Positive: closes the first of four matrix gaps for Group B float twins. The next three (float_motion, float_vif, float_adm) follow the same shape — float per-pixel + per-WG partials + host double reduction.
Positive: ~120 LOC GLSL + ~110 LOC PTX + ~150 LOC SYCL + ~250 LOC of host glue per backend. Smallest GPU twin batch by a wide margin.
Positive: empirically bit-exact on all three backends — strongest possible numerical contract for a float-domain kernel.
Neutral / follow-ups:
CHANGELOG + features.md updates ship in the same PR per ADR-0100.
features.md row 39 corrected: float_psnr emits one metric (float_psnr), not three plane outputs.

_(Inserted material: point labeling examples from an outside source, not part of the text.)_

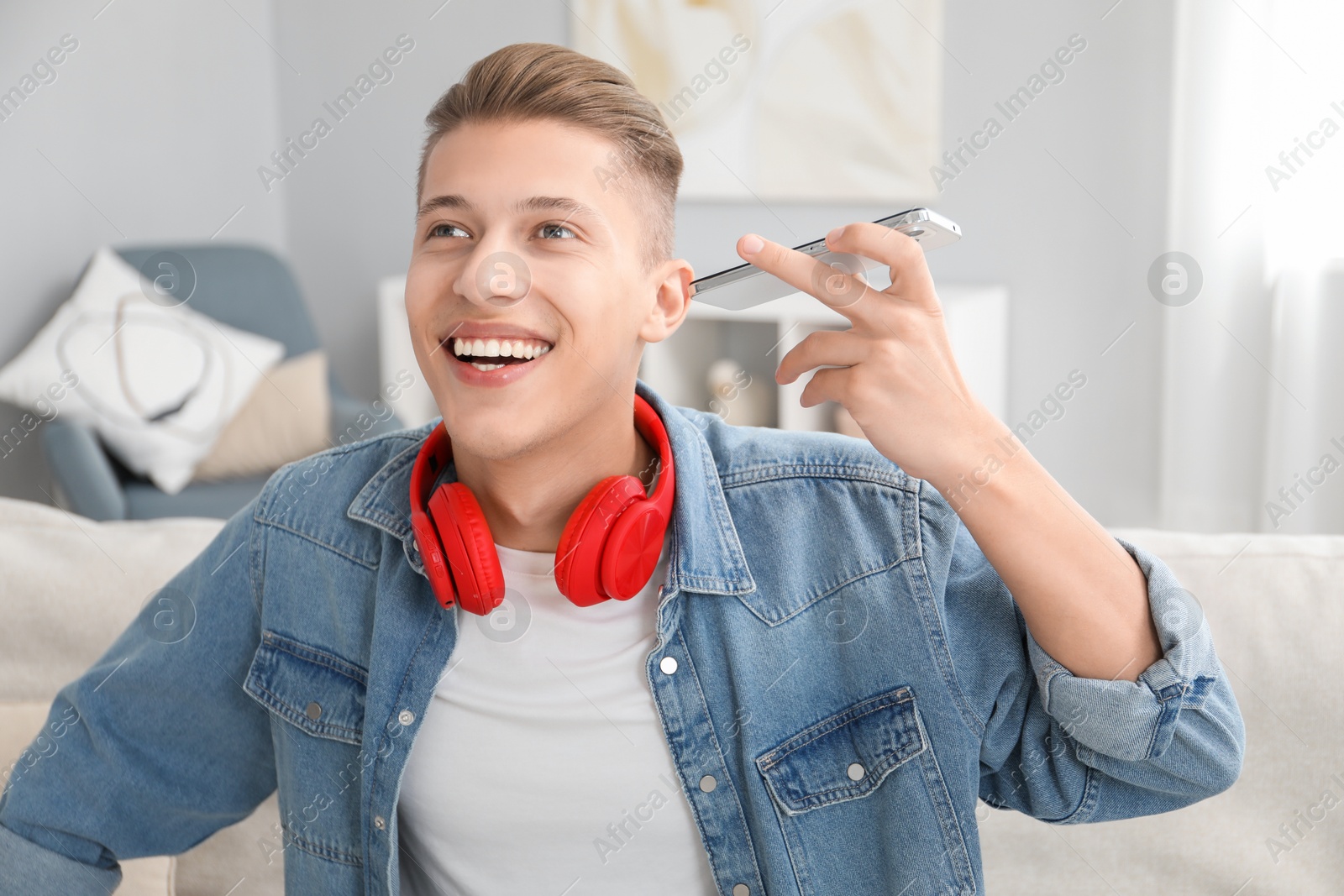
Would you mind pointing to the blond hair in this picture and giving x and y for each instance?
(543, 81)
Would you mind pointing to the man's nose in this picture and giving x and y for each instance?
(495, 275)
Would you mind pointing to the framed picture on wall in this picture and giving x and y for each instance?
(784, 100)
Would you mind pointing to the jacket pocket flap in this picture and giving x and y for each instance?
(846, 755)
(309, 688)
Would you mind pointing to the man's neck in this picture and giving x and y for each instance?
(528, 500)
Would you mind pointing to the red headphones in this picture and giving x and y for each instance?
(608, 550)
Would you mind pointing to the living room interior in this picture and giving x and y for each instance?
(1148, 291)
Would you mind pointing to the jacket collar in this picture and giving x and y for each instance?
(706, 551)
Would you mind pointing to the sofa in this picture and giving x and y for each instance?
(1276, 606)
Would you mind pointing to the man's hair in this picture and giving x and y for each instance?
(543, 81)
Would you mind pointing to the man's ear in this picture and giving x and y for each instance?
(672, 298)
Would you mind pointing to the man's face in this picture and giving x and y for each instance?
(521, 249)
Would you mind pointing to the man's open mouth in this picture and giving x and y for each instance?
(494, 354)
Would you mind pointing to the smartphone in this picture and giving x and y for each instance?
(746, 285)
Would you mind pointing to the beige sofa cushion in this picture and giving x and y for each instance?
(1276, 607)
(69, 587)
(286, 417)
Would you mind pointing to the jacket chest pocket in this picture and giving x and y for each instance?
(318, 701)
(864, 805)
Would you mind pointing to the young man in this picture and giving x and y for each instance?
(813, 665)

Lavapipe lane gains a float_psnr step.
Next batch 3 metric: float_motion (ADR-0196 to come).

References¶

Parent: ADR-0192 — batch 3 scope.
Sibling: ADR-0193, ADR-0194.
CPU reference: float_psnr.c (170 LOC).
Verification: cross-backend gate scripts/ci/cross_backend_vif_diff.py with --feature float_psnr --places 4. New step in the lavapipe lane of tests-and-quality-gates.yml.